Paclitaxel delivery systems: the use of amino acid linkers in the conjugation of paclitaxel with carboxymethyldextran to create prodrugs.

Paclitaxel was bound via its hydroxyl group to carboxymethyldextran (CMDex, 150 kDa) by means of an amino acid linker; the linker was introduced into the 2'- or 7-hydroxyl group of the paclitaxel through an ester bond. These conjugates--CMDex-2'-paclitaxel and CMDex-7-paclitaxel--were designed to be water-soluble with a paclitaxel content between 6-8% (w/w) with a degree of subsititution (DS) of the CM groups at 0.6 per sugar residue. The release of the paclitaxel from the conjugates was influenced by the hydroxyl group (2'- or 7-) of paclitaxel to which the amino acid linker was introduced, and by what amino acid was used as the linker. In mouse plasma incubated at 37 degrees C for 72 h, the most paclitaxel was released using CMDex-paclitaxel conjugate with 2'gly followed by, in descending order, 2'-ala, 2'-leu, 2'-ile, and 7-gly as the amino linkers. Colon 26, a Taxol resistant cancer, was introduced into mice and the conjugates were intravenously administered by bolus injection for a tumor distribution study, and intermittently intravenously administered for a tumor growth regression study.

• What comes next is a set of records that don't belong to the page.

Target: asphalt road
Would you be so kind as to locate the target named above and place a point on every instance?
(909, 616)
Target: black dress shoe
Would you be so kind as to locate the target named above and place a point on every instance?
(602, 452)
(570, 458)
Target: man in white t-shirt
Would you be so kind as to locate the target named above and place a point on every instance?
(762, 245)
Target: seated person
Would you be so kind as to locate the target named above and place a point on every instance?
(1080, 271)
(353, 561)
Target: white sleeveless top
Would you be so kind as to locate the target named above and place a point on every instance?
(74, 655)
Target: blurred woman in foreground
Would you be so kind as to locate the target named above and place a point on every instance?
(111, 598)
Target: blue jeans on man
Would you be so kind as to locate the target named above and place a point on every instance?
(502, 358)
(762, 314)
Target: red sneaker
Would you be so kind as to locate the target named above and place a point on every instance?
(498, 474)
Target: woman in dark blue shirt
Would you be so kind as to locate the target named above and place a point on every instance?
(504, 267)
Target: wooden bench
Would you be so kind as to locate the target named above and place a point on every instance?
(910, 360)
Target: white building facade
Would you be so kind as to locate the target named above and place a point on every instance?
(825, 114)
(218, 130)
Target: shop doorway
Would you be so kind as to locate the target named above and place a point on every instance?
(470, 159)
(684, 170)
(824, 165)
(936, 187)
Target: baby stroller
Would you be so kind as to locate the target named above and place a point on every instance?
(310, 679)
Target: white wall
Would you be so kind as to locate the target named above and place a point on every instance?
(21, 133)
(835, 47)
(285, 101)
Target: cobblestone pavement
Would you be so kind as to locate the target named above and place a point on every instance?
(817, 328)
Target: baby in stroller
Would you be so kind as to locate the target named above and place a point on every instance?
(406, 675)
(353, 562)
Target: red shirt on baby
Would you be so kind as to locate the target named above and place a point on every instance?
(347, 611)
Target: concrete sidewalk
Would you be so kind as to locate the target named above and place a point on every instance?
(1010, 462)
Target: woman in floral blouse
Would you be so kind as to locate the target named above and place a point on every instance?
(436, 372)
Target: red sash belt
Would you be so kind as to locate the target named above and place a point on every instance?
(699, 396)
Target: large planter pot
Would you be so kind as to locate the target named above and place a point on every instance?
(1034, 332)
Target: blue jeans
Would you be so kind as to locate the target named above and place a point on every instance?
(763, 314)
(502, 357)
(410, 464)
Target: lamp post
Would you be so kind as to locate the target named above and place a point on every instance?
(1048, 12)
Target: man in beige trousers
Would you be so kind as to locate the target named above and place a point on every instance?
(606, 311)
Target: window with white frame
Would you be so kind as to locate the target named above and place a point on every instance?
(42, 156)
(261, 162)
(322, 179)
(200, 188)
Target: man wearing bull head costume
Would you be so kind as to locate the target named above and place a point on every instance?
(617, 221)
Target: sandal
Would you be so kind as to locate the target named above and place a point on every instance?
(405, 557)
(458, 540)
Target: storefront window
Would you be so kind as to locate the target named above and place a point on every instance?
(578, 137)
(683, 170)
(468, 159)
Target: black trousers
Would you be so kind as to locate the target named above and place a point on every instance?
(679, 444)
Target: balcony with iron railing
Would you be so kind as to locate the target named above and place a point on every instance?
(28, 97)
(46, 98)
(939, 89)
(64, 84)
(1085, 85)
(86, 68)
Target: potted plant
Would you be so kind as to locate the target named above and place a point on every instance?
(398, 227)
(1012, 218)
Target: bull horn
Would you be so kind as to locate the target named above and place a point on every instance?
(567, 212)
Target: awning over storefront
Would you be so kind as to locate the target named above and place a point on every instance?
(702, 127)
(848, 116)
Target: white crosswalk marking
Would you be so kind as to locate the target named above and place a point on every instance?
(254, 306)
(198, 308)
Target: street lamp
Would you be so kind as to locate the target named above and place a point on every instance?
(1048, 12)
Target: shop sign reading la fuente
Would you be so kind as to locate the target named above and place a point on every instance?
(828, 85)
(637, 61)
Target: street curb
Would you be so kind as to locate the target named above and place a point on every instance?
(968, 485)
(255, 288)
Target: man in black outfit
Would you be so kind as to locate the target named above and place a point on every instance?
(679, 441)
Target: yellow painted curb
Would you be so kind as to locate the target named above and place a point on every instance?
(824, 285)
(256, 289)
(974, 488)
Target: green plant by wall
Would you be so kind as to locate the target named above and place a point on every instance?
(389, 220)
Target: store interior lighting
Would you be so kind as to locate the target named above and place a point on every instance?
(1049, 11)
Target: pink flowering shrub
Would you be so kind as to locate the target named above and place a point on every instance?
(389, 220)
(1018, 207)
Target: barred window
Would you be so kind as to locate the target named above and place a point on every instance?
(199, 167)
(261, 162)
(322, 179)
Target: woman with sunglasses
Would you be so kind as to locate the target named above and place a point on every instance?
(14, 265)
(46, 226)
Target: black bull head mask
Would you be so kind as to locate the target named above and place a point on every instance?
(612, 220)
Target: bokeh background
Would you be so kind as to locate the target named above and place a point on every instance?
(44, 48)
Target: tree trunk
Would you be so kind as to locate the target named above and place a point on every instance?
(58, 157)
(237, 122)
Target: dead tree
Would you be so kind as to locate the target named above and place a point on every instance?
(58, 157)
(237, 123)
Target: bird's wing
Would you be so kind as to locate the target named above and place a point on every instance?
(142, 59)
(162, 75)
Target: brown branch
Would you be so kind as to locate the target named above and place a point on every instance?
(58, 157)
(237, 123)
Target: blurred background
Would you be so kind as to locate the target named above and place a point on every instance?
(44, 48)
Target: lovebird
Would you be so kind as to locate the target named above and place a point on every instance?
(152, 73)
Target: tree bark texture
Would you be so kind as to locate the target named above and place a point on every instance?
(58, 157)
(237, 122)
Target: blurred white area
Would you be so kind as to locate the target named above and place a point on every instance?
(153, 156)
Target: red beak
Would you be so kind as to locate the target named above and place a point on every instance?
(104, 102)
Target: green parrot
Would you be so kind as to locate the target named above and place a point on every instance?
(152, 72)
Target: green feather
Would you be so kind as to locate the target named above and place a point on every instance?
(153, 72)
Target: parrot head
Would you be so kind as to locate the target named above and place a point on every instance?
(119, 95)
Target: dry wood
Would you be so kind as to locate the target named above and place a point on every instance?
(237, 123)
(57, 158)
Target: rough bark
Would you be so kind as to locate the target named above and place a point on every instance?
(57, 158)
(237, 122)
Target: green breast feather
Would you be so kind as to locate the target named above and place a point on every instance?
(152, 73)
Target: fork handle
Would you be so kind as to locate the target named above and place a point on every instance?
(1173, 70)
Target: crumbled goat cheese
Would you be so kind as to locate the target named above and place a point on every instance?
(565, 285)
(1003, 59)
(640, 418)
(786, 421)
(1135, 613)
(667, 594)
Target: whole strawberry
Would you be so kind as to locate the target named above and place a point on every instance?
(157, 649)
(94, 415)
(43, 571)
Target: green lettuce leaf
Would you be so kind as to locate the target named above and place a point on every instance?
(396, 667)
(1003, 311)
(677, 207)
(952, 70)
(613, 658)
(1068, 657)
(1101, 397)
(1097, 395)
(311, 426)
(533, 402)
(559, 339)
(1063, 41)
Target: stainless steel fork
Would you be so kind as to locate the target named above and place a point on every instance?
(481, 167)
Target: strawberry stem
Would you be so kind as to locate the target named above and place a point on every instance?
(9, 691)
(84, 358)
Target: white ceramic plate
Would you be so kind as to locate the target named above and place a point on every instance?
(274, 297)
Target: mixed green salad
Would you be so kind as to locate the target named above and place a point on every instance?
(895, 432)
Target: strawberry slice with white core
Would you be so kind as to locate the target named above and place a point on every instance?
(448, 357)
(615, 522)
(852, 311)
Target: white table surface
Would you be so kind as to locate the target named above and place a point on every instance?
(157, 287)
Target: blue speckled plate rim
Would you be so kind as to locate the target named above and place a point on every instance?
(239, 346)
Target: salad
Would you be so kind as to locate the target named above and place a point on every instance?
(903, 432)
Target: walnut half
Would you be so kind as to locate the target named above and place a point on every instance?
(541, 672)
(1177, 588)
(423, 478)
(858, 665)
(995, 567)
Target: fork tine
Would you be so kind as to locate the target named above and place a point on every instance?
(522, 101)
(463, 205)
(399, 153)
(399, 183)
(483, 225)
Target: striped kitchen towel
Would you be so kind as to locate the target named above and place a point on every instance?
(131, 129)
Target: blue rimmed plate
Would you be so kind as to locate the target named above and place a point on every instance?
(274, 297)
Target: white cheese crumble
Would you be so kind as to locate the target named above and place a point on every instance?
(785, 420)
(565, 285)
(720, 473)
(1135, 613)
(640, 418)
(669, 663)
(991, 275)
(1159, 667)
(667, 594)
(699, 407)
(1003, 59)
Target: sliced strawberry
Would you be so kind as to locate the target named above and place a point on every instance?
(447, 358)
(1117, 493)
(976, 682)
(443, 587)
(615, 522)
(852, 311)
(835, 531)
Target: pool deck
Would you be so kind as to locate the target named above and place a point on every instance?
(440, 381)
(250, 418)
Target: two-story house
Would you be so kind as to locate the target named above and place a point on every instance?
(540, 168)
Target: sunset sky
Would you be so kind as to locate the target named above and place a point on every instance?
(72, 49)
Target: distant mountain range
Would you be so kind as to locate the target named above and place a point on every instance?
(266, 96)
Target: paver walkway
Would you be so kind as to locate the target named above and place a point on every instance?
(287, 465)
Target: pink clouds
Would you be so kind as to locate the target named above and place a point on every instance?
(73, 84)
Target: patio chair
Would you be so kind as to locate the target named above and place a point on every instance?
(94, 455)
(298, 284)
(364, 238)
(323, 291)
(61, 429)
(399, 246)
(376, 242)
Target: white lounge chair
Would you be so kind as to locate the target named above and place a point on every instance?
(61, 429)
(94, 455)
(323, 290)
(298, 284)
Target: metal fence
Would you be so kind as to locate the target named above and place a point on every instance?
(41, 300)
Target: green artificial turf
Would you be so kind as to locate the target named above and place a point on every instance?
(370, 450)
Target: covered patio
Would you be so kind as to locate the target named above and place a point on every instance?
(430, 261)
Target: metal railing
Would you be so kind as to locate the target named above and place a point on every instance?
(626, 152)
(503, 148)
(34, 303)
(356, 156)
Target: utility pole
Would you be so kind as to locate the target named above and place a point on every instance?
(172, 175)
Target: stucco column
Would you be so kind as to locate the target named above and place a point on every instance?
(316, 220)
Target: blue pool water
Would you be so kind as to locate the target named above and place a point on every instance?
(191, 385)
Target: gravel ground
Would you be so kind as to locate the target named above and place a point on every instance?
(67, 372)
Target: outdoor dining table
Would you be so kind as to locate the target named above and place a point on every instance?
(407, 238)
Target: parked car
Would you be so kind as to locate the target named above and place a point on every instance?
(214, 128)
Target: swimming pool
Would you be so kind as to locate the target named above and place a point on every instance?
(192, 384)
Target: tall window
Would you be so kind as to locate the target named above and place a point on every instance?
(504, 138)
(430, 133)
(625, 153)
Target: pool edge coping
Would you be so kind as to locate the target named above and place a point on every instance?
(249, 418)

In both studies the highest amount of paclitaxel release was found in the CMDex-2'-gly-paclitaxel followed by CMDex-2'-ala-paclitaxel, CMDex-2'-leu-paclitaxel and paclitaxel. There was a direct correlation between the amount of paclitaxel released and the observed efficacy. CMDex-2'-ile-paclitaxel and CMDex-7-gly-paclitaxel did not show any anti-tumor activity. These results clearly demonstrate that a CMDex-paclitaxel with an appropriate amino acid linker has significant anti-tumor activity against colon 26, and that these anti-tumor effects appear to correlate with the amounts of paclitaxel released in the tumor.